Pandemic preparedness: pathways to resilience through global health infrastructure
The time has come for a long-term approach to investment in health infrastructure.
Given the strong likelihood of another pandemic occurring, now is the time to act on the lessons of the COVID-19 pandemic to improve health infrastructure and our global health ecosystem.
At the time of writing, the WHO estimated around 6.5 million deaths and around 610 million cumulative cases of COVID-19 worldwide. According to the Global Change Data Lab, for every million cases of COVID-19, the number of patients requiring hospitalisation fluctuated from 600+ per million at the heights of the pandemic to 100 - 300 per million currently (see Figure 1).
Figure 1: Number of COVID-19 patients in hospital per million. Source: Official data by Our World in Data – last updated 25 October 2022. Our World in Data
This incidence was also reflected in demand for intensive care unit (ICU) beds (see Figure 2 below), putting a massive strain on health systems and health professionals, who often operate near, at, or even beyond capacity and capability.
Figure 2: Number of COVID-19 patients in ICU per million. Source: Official data collated by Our World in Data - last updated 25 October 2022. Our World in Data. Note: For countries where the number of ICU patients is not reported, Our World in Data displays the closest metric (patients ventilated or in critical condition).
However, this increased demand for beds was met by a state of inadequate health system capacity, particularly in emerging markets and developing countries (EMDEs). As recently as 2017, half the world lacked access to essential health services. For example, many countries in Africa have limited health infrastructure and workforces, including a shortage of professionals trained in critical care and inadequate ‘tertiary care facilities’ (specialised hospitals). In urban Africa, health facilities are overcrowded with patients due to staff shortages, while in rural areas, unreliable transport and poor roads infrastructure remain key bottlenecks for access to medical care. These issues, many of which are directly or indirectly driven by lack of suitable infrastructure, severely hamper pandemic responses.

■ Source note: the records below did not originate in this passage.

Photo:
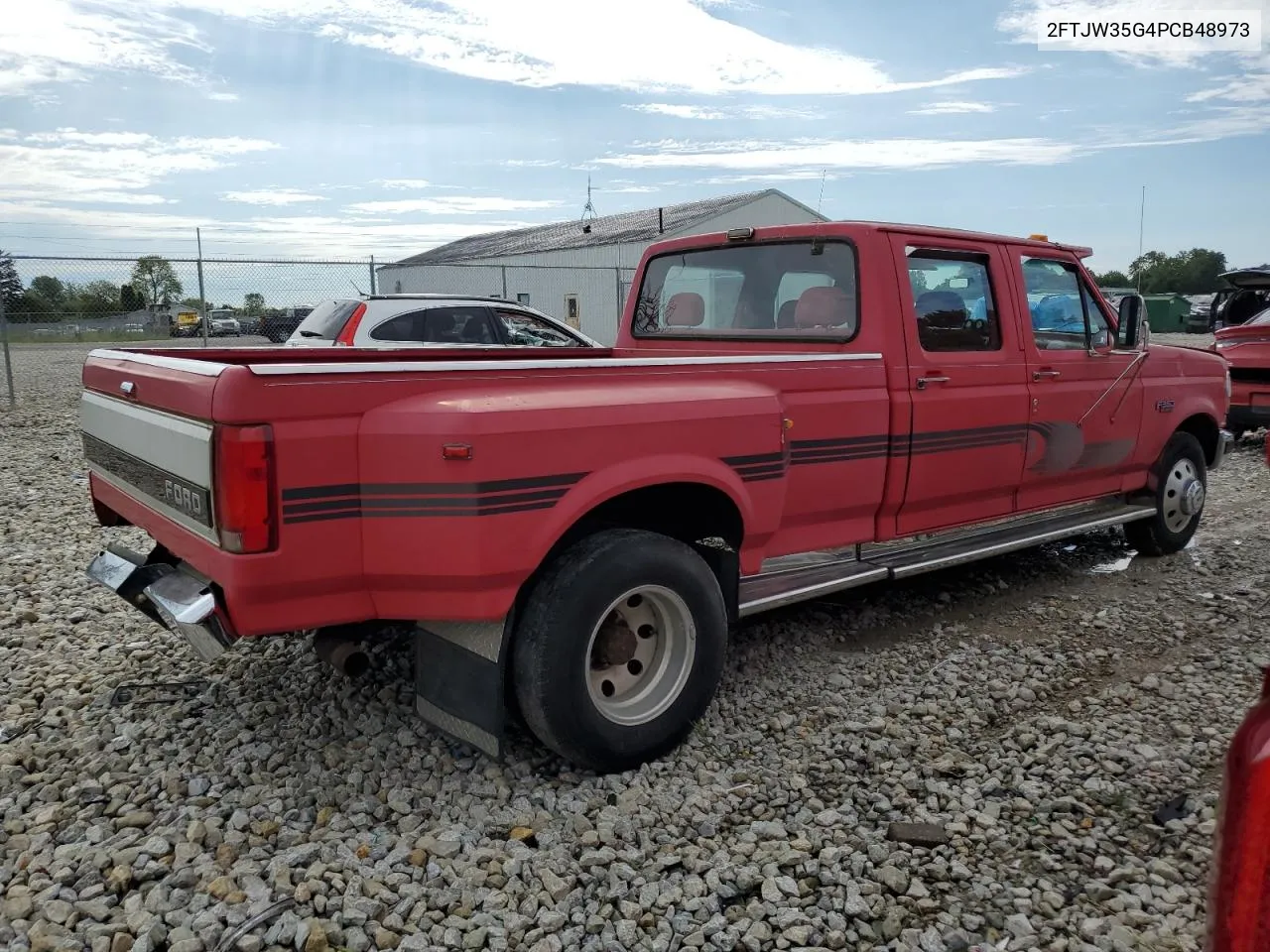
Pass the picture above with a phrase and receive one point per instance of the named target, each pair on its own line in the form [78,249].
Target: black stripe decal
[756,458]
[838,457]
[837,443]
[425,499]
[430,489]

Even advanced economies were caught by the pandemic, with many developed countries having to rapidly mobilise surge capacity, convert non-critical beds to critical care, and postpone elective surgeries.

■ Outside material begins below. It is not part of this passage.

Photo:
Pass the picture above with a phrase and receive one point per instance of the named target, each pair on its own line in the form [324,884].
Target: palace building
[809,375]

Adequate infrastructure investment is critical to health system capacity and, by extension, pandemic response and management. This is particularly true of EMDEs, in which lower levels of existing infrastructure exacerbates their capacity to respond to pandemics. This has been demonstrated by clinician-researchers working in developing countries in the Pacific. In an article published in July 2022 they found that: 'Investing in adequate infrastructure and appropriate equipment is crucial for an effective response to the COVID-19 pandemic. The sustainability of such investments in the Pacific context is paramount for ongoing emergency care and preparation for future.’
Put simply, infrastructure investment that improves health system capacity is fundamental to managing the next pandemic.
However, measuring health system capacity is complex. Bed capacity is an imperfect proxy for capacity. This is because bed capacity is a complex amalgam of physical infrastructure (hospitals and equipment), human capital, and labour (clinical and non-clinical staff). All infrastructure requires ongoing labour, even if only for maintenance. However, health infrastructure is among the most labour-intensive infrastructure category, as it requires many highly trained staff working in combination with infrastructure investment to be effective.
For this reason, a conversation about health system capacity must focus on infrastructure and the trained staff that use and maintain it. Only with this holistic view can we begin to understand the quantum and value of optimal investment. Furthermore, while less visible, another ‘casualty’ of pandemics is non-critical care - triaging in healthcare means interventions that are less critical are delayed because more critical interventions demand priority of available resources.
Moreover, health infrastructure is not the only infrastructure category that impacts pandemic preparedness. Funding must radiate beyond the boundaries of the hospital to consider other vital contributors to the health of a nation and the resilience of its health system. Recent OECD research on the role of development finance in strengthening health systems for future pandemics found that '[the COVID-19 pandemic] engulfs systems as a whole, especially in low-income countries where they are most fragile. It is important to step up support to universal health coverage and avoid the disruption in other critical care health provision.'
For example, poor road and transport infrastructure is a significant barrier to accessing critical care in many rural areas. Water infrastructure is also a key element of population health. The WHO and UN-Water found that each USD1 invested in water and sanitation in developing countries yields USD4.30 of benefit through avoided health costs, as well as non-health benefits for the environment, education, and productivity. The value of avoided health care costs could be reinvested into providing better business as usual care - providing a higher baseline to surge from during a pandemic.
The best time to start planning for the next pandemic is now. Infrastructure investment is critical to building resilience and improving our pandemic readiness, particularly for countries with already vulnerable health systems.